Tag Archives: MLA

We are all twitterers now: revisiting John McWhorter on Tweeting

Angus Grieve Smith over at the MLA group on Linked In pointed me toward John McWhorter’s take on Twitter a couple of years back. [I admit to some embarrassment in referencing an article that’s TWO YEARS OLD!! But the presentism of the writing for the web is a story for another time]. McWhorter’s basic case is that Twitter is not really writing at all, but a form of graphic speech. My term, not McWhorter’s. He points out that most people even after knowing how to read and write speak in bursts of 7 to 10 words, and writing at its origins reflected these kinds of patterns. In other words, as speakers we are all twitterers. Of Twitter, McWhorter says:

 

The only other problem we might see in something both democratic and useful is that it will exterminate actual writing. However, there are no signs of this thus far. In 2009, the National Assessment of Education Performance found a third of American eighth graders – the ones texting madly right now — reading at or above basic proficiency, but crucially, this figure has changed little since 1992, except to rise somewhat. Just as humans can function in multiple languages, they can also function in multiple kinds of language. An analogy would be the vibrant foodie culture that has thrived and even flowered despite the spread of fast food.

Who among us really fears that future editions of this newspaper will be written in emoticons? Rather, a space has reopened in public language for the chunky, transparent, WYSIWYG quality of the earliest forms of writing, produced by people who had not yet internalized a sense that the flavor of casual language was best held back from the printed page.

This speech on paper is vibrant, creative and “real” in exactly the way that we celebrate in popular forms of music, art, dance and dress style. Few among us yearn for a world in which the only music is classical, the only dance is ballet and daily clothing requires corsets and waistcoats. As such, we might all embrace a brave new world where we can both write and talk with our fingers.

via Talking With Your Fingers – NYTimes.com.

 

I mostly agree with this idea, that we are all code shifters. I’m less sanguine than, McWhorter, however. His eighth grade sample takes students before they’ve entered a period of schooling where they’d be expected to take on more serious reading and longer and more complex forms of writing. Twitter may not be to blame, but it’s not clear to me the state of writing and reading comprehension at higher levels is doing all that well. There’s some pretty good evidence that it isn’t. So just as a foodie culture may thrive in the midst of a lot of fast food, it’s not clear that we ought to be complacent in the face of an obesity epidemic. In the same way, just because tweeting may not signal the demise of fine writing, it’s not clear that it’s helping the average writer become more facile and sophisticated in language use.

The United States–Land of the Second Language Illiterates

Approximately 80% of American citizens are monolingual, and the largest part of the rest are immigrants and their children. This statistic from Russell Berman, outgoing President of the MLA, in his valedictory message to the MLA convention in Seattle this past January. Berman’s address is a rousing and also practical defense of the humanities in general, and especially of the role of second language learning in developing a society fully capable of engaging the global culture within which it is situated. From his address:

Let us remember the context. According to the National Foreign Language Center, some 80% of the US population is monolingual. Immigrant populations and heritage speakers probably make up the bulk of the rest. Americans are becoming a nation of second-language illiterates, thanks largely to the mismanagement of our educational system from the Department of Education on down. In the European Union, 50% of the population older than 15 reports being able to carry on a conversation in a non-native language, and the EU has set a goal of two non-native languages for all its citizens.

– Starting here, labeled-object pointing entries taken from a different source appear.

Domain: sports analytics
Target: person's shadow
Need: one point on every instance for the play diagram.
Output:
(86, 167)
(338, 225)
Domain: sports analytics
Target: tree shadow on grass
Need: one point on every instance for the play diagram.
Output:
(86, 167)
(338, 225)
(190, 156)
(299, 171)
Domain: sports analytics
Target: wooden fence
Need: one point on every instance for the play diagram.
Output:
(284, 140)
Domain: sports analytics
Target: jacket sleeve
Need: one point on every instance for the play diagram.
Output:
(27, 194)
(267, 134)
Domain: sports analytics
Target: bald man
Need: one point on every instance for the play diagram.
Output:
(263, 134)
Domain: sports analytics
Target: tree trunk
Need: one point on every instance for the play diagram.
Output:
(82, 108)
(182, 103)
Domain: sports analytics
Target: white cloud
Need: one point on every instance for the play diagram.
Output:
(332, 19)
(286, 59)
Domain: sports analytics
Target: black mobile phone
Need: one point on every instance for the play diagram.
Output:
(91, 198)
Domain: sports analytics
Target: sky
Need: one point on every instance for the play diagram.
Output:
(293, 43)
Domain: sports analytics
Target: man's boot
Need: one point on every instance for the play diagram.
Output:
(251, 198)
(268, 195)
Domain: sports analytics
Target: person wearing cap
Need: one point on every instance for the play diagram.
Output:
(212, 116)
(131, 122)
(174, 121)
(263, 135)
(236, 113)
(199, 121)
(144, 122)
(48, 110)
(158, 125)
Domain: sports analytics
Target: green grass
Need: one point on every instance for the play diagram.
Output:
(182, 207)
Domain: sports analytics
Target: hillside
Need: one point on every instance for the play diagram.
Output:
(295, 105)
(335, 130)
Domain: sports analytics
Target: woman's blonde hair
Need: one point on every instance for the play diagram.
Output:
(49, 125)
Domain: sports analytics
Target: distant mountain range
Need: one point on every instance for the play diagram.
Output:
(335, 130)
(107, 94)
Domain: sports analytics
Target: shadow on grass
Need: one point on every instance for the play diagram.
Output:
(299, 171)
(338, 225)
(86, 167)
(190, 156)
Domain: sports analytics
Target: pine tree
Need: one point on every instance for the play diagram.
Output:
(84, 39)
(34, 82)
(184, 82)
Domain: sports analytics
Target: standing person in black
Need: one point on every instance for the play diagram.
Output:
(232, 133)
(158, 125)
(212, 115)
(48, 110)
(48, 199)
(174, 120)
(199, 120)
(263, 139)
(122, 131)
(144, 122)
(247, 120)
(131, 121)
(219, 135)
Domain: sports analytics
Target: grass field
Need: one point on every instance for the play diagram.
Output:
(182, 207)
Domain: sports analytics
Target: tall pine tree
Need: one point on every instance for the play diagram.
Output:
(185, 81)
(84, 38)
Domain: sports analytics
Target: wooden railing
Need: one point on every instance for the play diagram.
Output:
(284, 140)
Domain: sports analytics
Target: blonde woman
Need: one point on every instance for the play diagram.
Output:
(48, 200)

Second language learning enhances first language understanding: many adults can recall how high school Spanish, French, or German—still the three main languages offered—helped them gain a perspective on English—not only in terms of grammar but also through insights into the complex shift in semantic values across cultural borders. For this reason, we in the MLA should rally around a unified language learning agenda: teachers of English and teachers of other languages alike teach the same students, and we should align our pedagogies to contribute cooperatively to holistic student learning. We are all language teachers. For this reason, I call on English departments to place greater importance on second language knowledge, perhaps most optimally in expectations for incoming graduate students. Literature in English develops nowhere in an English-only environment; writing in any language always takes place in a dialectic with others. With that in mind, I want to express my gratitude to the American Studies Association for recently adopting a statement supportive of the MLA’s advocacy for language learning.

Berman goes on to recognize, however, that this strong and reasonable call for educated people to be conversant in more than one language is largely sent echoless in to the void. Less than .1% of the discretionary budget of the Department of Education goes to support Language learning. Indeed, I suspect this is because so many of us, even in higher education, are dysfunctional in a second language. I often tell people grimly that I can ask how to go to the bathroom in four different languages.

Nevertheless, in an age where we call for global engagement and in which we imagine the importance of preparedness for a global marketplace and want our students to be citizens of the world, it is irresponsible to continue to imagine that world will conveniently learn to speak English for our sakes.